Colour had washed up on the Calypso's deck five years past, a mimic without a voice, fleeing the iron cages of a coastal slaver's den where his songs had been silenced for profit. He wanted the horizon's endless promise—a hoard of gold to buy his silence no more, to craft a life unbound by chains or the mimicry that defined him. But the sea was a jealous lover, and Captain Thorne, that scarred leviathan of a man, held the ship's secrets like a kraken's grip. Colour's melodies, woven from stolen voices of sirens and storms, kept the crew's spirits afloat, but they also masked the captain's darker trades: smuggling shadows that whispered of forbidden pacts with abyssal things. To claim his treasure, Colour schemed in the rigging, his beak clicking softly as he aped the captain's gravelly threats to sow doubt among the mates.

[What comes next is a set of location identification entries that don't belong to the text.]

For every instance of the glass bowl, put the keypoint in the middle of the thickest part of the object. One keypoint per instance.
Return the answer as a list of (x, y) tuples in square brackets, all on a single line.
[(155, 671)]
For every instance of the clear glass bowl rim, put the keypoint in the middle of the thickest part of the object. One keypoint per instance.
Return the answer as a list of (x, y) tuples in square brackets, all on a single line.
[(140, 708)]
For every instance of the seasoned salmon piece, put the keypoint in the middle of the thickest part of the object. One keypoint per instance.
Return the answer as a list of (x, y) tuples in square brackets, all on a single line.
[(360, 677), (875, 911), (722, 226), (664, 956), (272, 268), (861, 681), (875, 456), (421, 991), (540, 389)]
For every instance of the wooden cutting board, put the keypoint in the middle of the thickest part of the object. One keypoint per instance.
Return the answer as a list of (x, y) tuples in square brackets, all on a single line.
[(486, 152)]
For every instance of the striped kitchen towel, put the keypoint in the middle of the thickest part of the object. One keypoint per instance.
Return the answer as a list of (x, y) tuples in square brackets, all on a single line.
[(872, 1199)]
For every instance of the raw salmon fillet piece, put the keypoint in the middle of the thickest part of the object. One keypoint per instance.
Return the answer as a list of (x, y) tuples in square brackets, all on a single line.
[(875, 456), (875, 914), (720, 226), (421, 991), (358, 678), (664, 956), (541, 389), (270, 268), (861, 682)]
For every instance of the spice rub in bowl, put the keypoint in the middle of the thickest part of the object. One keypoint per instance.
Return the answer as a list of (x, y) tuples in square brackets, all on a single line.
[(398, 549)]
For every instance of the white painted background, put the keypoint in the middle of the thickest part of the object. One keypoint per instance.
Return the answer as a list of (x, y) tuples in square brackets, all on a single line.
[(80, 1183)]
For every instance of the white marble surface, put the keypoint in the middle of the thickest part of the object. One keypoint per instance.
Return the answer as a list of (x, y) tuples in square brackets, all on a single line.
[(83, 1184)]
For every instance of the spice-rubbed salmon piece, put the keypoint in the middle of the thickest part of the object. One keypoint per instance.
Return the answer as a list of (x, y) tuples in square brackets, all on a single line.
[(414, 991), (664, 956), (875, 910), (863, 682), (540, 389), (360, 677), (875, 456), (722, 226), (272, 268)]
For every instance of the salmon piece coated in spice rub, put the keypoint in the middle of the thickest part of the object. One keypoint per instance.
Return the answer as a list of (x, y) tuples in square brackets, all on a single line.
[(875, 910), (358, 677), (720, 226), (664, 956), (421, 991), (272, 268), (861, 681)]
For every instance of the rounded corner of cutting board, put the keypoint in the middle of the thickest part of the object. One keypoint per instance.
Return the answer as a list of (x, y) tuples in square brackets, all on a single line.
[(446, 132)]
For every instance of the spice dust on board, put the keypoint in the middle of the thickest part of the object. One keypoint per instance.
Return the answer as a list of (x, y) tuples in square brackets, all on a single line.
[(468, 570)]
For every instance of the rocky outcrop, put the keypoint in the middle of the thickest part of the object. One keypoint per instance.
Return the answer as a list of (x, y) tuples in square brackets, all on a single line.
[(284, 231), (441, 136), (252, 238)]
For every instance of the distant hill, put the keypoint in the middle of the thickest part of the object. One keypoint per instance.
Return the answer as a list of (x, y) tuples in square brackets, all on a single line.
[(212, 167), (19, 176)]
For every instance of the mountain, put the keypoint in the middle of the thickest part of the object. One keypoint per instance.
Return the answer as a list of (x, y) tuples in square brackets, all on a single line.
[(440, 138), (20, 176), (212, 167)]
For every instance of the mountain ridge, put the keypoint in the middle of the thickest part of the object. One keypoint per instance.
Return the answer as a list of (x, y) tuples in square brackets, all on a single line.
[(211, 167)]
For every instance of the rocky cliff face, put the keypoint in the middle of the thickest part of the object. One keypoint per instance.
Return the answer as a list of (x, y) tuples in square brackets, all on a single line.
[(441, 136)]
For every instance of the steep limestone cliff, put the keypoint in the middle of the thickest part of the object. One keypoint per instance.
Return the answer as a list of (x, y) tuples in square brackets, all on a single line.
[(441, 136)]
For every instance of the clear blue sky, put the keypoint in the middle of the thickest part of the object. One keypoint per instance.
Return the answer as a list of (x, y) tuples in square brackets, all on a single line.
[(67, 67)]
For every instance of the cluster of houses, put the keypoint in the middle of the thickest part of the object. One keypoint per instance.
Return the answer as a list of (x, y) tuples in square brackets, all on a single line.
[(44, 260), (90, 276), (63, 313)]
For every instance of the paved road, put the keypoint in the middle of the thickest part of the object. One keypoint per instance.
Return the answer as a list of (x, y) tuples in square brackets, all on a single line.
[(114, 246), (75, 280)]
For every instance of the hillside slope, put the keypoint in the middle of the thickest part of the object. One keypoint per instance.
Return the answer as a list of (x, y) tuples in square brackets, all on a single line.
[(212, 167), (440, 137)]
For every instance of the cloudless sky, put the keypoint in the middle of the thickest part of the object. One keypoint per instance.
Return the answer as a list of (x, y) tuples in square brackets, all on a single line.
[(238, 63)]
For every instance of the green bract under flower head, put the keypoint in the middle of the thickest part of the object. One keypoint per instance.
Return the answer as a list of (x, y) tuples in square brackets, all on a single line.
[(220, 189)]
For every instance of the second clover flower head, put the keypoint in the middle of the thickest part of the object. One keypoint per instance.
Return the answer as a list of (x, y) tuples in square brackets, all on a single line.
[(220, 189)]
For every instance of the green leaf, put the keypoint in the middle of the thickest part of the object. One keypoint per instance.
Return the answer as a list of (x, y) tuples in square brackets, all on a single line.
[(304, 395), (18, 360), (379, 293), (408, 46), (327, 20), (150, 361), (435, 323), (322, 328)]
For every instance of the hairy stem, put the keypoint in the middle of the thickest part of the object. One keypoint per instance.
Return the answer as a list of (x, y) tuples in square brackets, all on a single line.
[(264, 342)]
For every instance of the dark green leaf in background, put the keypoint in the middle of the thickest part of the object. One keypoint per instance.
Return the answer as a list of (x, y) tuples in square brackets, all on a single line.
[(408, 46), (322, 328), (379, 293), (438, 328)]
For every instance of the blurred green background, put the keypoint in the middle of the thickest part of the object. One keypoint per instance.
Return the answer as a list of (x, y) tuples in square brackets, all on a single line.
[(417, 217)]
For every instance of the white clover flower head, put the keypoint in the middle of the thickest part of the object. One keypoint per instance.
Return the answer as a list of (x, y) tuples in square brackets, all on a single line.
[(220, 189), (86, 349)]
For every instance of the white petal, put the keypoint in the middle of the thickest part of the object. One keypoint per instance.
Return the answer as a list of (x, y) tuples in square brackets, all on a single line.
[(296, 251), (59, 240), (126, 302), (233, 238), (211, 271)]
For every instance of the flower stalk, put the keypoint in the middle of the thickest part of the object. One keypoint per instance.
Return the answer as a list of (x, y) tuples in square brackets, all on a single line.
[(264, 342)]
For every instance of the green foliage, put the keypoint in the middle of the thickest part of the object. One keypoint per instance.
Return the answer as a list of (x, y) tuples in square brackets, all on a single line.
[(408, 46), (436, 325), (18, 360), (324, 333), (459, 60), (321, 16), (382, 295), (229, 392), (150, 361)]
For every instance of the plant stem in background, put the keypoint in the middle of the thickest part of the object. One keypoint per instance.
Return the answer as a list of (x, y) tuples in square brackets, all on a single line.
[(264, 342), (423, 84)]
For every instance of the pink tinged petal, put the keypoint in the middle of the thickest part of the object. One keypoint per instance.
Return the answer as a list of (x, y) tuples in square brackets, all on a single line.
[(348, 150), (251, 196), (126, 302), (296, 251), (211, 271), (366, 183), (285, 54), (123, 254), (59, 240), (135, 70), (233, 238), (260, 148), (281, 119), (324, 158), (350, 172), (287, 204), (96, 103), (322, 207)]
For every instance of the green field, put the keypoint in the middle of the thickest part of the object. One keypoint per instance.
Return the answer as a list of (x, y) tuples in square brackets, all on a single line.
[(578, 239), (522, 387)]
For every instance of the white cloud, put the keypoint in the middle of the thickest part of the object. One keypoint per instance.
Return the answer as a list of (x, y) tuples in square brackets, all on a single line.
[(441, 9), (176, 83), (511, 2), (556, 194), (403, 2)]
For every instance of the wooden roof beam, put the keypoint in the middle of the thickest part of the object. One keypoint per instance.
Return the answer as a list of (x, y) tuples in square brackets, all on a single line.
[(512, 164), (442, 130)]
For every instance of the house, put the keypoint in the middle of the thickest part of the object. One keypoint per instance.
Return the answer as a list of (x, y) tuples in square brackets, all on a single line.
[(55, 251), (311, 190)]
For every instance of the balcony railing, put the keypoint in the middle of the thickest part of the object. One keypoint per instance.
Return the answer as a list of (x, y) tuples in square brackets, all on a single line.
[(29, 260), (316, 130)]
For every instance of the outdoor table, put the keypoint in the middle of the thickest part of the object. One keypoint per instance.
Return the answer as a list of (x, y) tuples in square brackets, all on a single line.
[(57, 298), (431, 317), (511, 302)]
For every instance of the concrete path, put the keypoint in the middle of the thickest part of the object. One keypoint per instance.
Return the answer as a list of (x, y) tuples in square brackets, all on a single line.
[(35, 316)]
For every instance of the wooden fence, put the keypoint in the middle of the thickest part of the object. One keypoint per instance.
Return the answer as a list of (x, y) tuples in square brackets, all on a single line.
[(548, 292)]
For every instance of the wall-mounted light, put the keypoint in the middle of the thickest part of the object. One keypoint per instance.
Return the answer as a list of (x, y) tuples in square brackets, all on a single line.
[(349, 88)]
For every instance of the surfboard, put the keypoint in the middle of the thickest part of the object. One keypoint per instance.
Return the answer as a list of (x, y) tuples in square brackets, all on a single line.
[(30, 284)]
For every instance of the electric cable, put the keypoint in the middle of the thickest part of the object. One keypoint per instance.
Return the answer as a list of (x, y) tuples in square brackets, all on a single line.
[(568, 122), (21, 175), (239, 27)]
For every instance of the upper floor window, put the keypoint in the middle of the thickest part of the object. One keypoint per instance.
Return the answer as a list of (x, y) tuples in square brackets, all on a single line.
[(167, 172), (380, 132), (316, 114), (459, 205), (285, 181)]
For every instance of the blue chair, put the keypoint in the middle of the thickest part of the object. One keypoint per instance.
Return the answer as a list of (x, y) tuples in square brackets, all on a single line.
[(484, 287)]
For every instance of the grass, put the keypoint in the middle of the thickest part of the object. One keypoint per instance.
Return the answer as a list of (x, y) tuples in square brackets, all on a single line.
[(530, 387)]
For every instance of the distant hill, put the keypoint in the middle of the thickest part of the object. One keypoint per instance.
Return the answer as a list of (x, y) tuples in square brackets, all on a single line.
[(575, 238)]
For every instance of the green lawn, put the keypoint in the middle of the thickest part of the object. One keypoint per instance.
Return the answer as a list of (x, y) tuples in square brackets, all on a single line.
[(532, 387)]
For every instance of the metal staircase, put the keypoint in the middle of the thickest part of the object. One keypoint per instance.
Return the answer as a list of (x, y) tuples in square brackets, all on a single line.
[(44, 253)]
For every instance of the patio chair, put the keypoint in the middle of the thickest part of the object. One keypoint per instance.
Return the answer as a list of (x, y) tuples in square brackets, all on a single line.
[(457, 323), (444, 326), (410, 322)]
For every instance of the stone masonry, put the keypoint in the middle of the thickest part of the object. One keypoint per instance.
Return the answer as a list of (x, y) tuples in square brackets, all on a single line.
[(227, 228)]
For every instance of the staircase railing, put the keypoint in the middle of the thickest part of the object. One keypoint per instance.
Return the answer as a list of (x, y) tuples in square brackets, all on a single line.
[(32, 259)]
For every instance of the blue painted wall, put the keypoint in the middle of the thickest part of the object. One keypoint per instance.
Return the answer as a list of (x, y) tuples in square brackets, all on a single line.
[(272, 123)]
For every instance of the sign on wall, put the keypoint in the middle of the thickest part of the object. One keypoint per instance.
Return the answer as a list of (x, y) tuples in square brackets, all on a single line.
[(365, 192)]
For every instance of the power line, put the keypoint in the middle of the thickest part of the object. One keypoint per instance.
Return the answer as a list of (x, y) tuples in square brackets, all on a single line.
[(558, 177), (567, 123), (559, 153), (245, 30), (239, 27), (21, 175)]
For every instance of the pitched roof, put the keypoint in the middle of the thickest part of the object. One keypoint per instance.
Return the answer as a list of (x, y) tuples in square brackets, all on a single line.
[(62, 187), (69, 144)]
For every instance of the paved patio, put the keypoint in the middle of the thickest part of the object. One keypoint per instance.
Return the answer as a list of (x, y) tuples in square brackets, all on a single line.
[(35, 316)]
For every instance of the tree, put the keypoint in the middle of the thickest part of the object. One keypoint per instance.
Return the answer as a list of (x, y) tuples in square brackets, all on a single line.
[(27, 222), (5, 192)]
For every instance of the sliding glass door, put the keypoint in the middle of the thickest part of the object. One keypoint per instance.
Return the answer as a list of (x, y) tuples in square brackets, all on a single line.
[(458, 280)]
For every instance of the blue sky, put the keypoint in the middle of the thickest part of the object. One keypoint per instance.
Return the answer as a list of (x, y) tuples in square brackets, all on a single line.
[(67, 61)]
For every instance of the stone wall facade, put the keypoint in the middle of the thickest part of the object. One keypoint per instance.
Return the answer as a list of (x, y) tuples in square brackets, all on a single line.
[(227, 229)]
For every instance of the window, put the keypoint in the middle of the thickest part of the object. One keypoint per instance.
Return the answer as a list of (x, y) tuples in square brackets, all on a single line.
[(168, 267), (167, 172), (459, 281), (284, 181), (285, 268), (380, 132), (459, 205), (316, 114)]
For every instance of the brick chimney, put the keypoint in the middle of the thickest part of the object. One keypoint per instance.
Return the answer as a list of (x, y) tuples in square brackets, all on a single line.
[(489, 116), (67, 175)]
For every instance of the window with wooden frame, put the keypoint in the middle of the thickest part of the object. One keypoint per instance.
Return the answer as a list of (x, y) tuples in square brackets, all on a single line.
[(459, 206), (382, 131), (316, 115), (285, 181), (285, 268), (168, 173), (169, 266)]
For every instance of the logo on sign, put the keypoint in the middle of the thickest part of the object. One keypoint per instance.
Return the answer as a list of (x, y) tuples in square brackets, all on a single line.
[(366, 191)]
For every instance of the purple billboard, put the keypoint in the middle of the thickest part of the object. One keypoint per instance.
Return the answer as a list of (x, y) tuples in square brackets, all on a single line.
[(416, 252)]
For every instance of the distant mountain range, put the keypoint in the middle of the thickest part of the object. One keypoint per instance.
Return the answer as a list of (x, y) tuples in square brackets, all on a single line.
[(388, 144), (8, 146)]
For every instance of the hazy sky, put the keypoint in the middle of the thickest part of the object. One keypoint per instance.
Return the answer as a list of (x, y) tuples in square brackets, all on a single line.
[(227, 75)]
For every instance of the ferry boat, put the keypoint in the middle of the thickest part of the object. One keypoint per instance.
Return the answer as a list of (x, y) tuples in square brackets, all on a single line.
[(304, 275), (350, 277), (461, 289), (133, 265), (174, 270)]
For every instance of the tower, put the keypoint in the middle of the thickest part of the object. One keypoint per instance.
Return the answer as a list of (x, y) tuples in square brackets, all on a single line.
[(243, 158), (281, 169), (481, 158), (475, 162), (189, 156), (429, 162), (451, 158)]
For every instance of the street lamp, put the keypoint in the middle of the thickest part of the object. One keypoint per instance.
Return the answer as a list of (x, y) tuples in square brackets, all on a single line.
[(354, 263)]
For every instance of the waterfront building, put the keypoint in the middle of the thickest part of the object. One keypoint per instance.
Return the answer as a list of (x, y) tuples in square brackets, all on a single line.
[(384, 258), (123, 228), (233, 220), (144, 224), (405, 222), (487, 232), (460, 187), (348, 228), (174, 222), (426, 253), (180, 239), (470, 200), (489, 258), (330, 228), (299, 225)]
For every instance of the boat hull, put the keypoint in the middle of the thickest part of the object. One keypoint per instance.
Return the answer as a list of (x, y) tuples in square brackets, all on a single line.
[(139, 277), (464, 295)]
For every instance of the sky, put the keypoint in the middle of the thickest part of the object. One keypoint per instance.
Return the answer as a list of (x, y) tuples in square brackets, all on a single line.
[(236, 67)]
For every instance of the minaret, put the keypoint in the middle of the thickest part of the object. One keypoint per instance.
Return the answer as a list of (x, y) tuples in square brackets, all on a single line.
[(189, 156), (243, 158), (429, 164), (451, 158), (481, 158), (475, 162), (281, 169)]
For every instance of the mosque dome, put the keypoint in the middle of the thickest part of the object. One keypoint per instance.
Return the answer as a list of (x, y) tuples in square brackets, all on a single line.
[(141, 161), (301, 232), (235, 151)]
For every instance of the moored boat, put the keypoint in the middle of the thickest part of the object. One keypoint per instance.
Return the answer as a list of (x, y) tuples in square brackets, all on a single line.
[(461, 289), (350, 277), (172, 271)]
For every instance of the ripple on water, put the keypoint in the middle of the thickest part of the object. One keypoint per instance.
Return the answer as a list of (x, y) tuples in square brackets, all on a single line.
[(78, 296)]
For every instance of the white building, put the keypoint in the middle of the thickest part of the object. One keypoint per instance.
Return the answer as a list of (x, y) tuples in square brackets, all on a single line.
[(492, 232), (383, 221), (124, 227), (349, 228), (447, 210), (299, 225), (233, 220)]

It worked because Colour saw the world through a thief's eye—every voice a key, every note a lockpick. His arc twisted like the Calypso's prow through fog: from silent observer to the ship's sly heartbeat, his songs unraveling loyalties until the mutiny bloomed under a blood moon. Yet conflicts gnawed at him—the crew's growing suspicion of his 'unnatural' colors, branding him omen or spy; the ghosts of mimicked dead haunting his dreams; and the captain's pet warlock, who sniffed out his deceptions with spells that peeled back illusions. In the end, as cannon fire lit the waves and the Dear Calypso listed toward the deep, Colour clutched a chest of glittering coin, his final mimicry a triumphant caw echoing over the chaos. But freedom's price was steep; the sea claimed him too, feathers adrift like forgotten confetti on the tide, his story a bard's ballad unfinished, sung by the wind alone.